Yukai Peng, Deseret News

Some experts are warning a new COVID-19 variant could emerge and spark a surge in cases this winter.

“We should not be surprised” if that happens, Dr. Anthony Fauci said during a virtual event Monday with the USC Annenberg Center for Health Journalism. “We should anticipate that we very well may get another variant that would emerge that would elude the immune response that we’ve gotten from infection and/or from vaccination.”

And a virologist at Imperial College London in England, Tom Peacock, expressed a similar concern in an interview posted Thursday by STAT, a Boston-based medical journalism publication.

“We’re also coming up to the one-year anniversary of omicron, so something else could come and just make everything else extinct,” Peacock said. “We should never forget that SARS-CoV-2 (COVID-19) has done that once, and can absolutely do it again.”

Peacock said while “everyone’s looking at these minute changes in all these sublineages” of COVID-19, “suddenly Pi comes through and torpedoes the whole lot,” a reference to the next letter in the Greek alphabet, that presumably would be the name of the next major variant.

Fauci, who is set to step down at the end of the year as President Joe Biden’s chief medical adviser, advised caution as the season changes even though COVID-19 cases, hospitalizations and deaths have dropped nationwide over the past few months — and Biden’s declaration that the pandemic is over.

“I think it would be a bit cavalier to all of a sudden say, ‘We’re completely through with it,’” Fauci said. “Because remember, we were going in the right direction in the summer of 2021 and then along came delta (a variant of COVID-19). Then in the winter, November-December of 2021, along came omicron.”

Since then, a string of new omicron strains have continued to surface, including the BA.5 subvariant that continues to dominate U.S. cases but appears to have peaked in early September as other versions of the virus rise. The recently approved updated COVID-19 booster shot targets BA.5 and another subvariant on the decline, BA.4.

“Right now, it looks like we’re going in the right direction. However, we are entering into the winter months, where no matter what the respiratory disease is, there’s always a risk of an uptick,” Fauci said, especially given the “creeping up” of new omicron subvariants already spreading in other countries.

“We can’t let our guard down,” he said, calling it “entirely conceivable” that cases could climb high enough by the Thanksgiving and Christmas holidays that masking at gatherings would be recommended by the Centers for Disease Control and Prevention.

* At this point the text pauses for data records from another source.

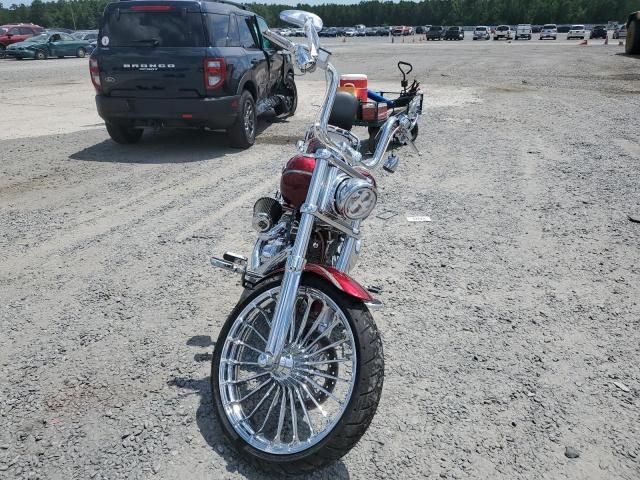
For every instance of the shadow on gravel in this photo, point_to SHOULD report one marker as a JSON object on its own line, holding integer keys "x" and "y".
{"x": 212, "y": 433}
{"x": 166, "y": 146}
{"x": 637, "y": 57}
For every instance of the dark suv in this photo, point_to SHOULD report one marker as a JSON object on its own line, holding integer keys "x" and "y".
{"x": 187, "y": 63}
{"x": 436, "y": 32}
{"x": 15, "y": 33}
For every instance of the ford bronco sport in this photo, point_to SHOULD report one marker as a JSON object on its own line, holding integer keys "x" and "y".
{"x": 187, "y": 63}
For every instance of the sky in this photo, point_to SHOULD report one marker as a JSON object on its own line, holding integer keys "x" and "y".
{"x": 7, "y": 3}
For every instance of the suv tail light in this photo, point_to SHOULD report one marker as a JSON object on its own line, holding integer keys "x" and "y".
{"x": 94, "y": 70}
{"x": 215, "y": 72}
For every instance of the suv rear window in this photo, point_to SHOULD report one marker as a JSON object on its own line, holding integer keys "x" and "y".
{"x": 218, "y": 27}
{"x": 165, "y": 28}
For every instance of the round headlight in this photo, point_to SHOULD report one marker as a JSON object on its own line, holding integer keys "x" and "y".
{"x": 356, "y": 198}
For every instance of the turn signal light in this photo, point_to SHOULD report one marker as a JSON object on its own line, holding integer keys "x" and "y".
{"x": 94, "y": 70}
{"x": 215, "y": 72}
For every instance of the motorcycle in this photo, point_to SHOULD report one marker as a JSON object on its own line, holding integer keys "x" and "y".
{"x": 298, "y": 368}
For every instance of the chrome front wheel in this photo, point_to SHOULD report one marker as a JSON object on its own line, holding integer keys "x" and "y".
{"x": 315, "y": 404}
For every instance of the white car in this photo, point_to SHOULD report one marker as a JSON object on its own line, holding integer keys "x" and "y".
{"x": 503, "y": 31}
{"x": 550, "y": 30}
{"x": 523, "y": 31}
{"x": 576, "y": 31}
{"x": 482, "y": 33}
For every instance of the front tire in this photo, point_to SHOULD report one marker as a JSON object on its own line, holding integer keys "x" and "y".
{"x": 318, "y": 414}
{"x": 242, "y": 133}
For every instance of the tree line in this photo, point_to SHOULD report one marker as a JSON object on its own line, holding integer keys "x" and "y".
{"x": 86, "y": 14}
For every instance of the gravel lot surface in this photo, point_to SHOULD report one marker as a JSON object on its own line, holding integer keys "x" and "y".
{"x": 511, "y": 326}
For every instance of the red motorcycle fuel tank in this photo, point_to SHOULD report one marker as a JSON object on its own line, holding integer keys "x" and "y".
{"x": 296, "y": 178}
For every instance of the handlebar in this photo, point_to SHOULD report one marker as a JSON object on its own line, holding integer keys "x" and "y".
{"x": 307, "y": 58}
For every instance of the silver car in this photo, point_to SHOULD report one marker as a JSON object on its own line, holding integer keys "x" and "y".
{"x": 550, "y": 30}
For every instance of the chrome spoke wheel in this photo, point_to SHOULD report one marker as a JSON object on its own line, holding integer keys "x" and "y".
{"x": 292, "y": 406}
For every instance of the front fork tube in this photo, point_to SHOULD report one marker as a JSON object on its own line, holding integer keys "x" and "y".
{"x": 285, "y": 304}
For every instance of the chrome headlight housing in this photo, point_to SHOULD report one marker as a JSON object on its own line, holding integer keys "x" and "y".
{"x": 355, "y": 198}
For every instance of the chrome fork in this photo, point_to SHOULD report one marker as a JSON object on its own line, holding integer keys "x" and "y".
{"x": 285, "y": 304}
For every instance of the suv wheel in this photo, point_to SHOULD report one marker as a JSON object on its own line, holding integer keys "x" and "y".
{"x": 243, "y": 132}
{"x": 123, "y": 135}
{"x": 290, "y": 93}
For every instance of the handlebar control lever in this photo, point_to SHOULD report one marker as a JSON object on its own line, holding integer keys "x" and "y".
{"x": 391, "y": 163}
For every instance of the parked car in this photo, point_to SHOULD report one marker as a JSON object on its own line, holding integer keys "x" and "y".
{"x": 14, "y": 33}
{"x": 481, "y": 32}
{"x": 400, "y": 30}
{"x": 504, "y": 32}
{"x": 577, "y": 31}
{"x": 329, "y": 32}
{"x": 620, "y": 32}
{"x": 632, "y": 34}
{"x": 454, "y": 33}
{"x": 45, "y": 45}
{"x": 204, "y": 64}
{"x": 88, "y": 35}
{"x": 523, "y": 30}
{"x": 599, "y": 31}
{"x": 435, "y": 33}
{"x": 550, "y": 30}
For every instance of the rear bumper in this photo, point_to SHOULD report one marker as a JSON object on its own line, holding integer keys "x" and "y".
{"x": 215, "y": 113}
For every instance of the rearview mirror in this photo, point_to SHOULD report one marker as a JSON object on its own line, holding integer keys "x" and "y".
{"x": 298, "y": 18}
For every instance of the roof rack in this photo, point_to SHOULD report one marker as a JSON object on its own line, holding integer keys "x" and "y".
{"x": 242, "y": 6}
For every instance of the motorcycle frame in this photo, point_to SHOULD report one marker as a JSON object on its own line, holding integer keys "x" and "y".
{"x": 332, "y": 157}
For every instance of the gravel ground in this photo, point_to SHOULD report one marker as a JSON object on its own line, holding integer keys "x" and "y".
{"x": 511, "y": 326}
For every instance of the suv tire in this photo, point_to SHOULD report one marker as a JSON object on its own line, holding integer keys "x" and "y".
{"x": 124, "y": 135}
{"x": 243, "y": 132}
{"x": 289, "y": 89}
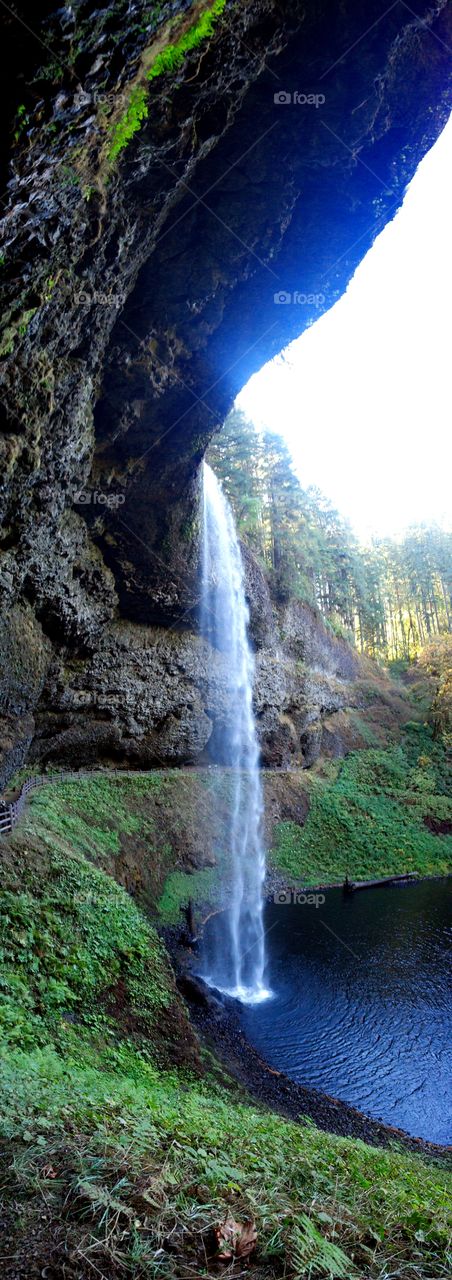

With cases headed back up in Europe, Peacock said some of the newer omicron subvariants seen there “may be the vanguard of this variant wave that we’re going to get over the winter, but that the really nasty ones are still at, what, a percentage point or a couple percentage points in prevalence.”

That means the worst is likely yet to come, the virologist from England said.

“So you have the first ones that will get replaced as the wave comes through by these nastier ones that are currently at lower prevalence,” Peacock said. “We could end up with a mix, and different countries end up with different mixes.”